How are you going? I bet you have a nice big lovely bump! You must be getting excited only 9 weeks to go!


----------



## Jillie89

Yay! Definitely see that second line there!


----------



## MissCassie

Thank you :) now the wait to see them gey darker! I wonder how many are sticking... 2 really does scare me lol 

Having said that i will be more than happy if they both stick and im sure i would be fine and i know i would get lots of support from my partner and his family


----------



## MissCassie

So i was looking at all tests that ive done over the last couple days and the one from 3dpt5dt there is actually a faint line! So maybe that means both have implanted? I know i had a clump of pink crinone come out that day.. sorry tmi.

Im very curious to see whats happening in there


----------



## MissCassie

Grow babies grow 6dp5dt 

https://imagizer.imageshack.us/v2/150x100q90/910/CWu9On.jpg


----------



## wantingbubba7

Yay misscassie!! Its going to stump you how many have stuck until your first scan hehehe. I think Glen will do it about 7ish weeks. So happy for you :) Will you keep testing? I think i tested everyday until first beta hehe


----------



## wantingbubba7

3dp5dt is very early for a bfp so very well could be 2!!!


----------



## wantingbubba7

Yes slowly getting a bump.... ill post a photo soon. My photographer sent me a sneak peak of my maternity shoot on the weekend. 30 weeks today woohooo 8 weeks left !!!


----------



## Jillie89

Beautiful lines Miss Cassie! I am keen to know if it is 1 or 2 babies as well! As long as you and your baby/s are all healthy that is all that matters :) 

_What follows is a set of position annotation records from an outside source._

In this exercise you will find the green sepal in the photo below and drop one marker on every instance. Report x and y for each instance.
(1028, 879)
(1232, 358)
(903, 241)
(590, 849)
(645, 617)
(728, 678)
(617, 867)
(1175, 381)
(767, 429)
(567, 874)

Wow wantingbubba. Not too much longer to wait to meet your bubba. Bet you are busy getting organised.

I dreamt the other night I was pregnant again... woke up in a sweat! Would be the best and worst thing for us lol. Have already started selling things! Still waiting for the witch to arrive again. Stopped breast feeding at 5 weeks, 6 weeks on and still nothing.


----------



## wantingbubba7




----------



## wantingbubba7

Jillie, trying to get organised but we decided the whole house needs carpet which isnt getting laid until the 6th Feb so I haven't set up the nursery yet. Not fun for a 30 week pregnant lady .... haha I want to start nesting and its hard without his room ready. 
Otherwise I have all the things we need so far for him... car seat, pram etc! 
Cant wait!! Getting so excited now. 

Oh wow imagine that Jillie, a natural surprise pregnancy :hugs::winkwink:
I have heard of this many times after IVF. I'm sure its just your body getting things back to normal for you :) xx will you test to be sure?


----------



## Jillie89

That is a gorgeous picture. Looking great. (Jealous of your legs!) 

You sound pretty organized to me. The room wont take much to get together if you have everything. After we have family leave after a visit early feb I have to organise and set up the spare room as A's new bedroom. Then convert the nursery back ready for M to move in. I will feel better when they are in their set bedrooms. M is so noisy in his sleep. He grunts, farts and makes so many noises so I am not sleeping well with him next to me. Hopefully he will cut his one mid night feed and be speeping through soon! So far he is following his sisters pattern of sleep and feeds she did at the same age.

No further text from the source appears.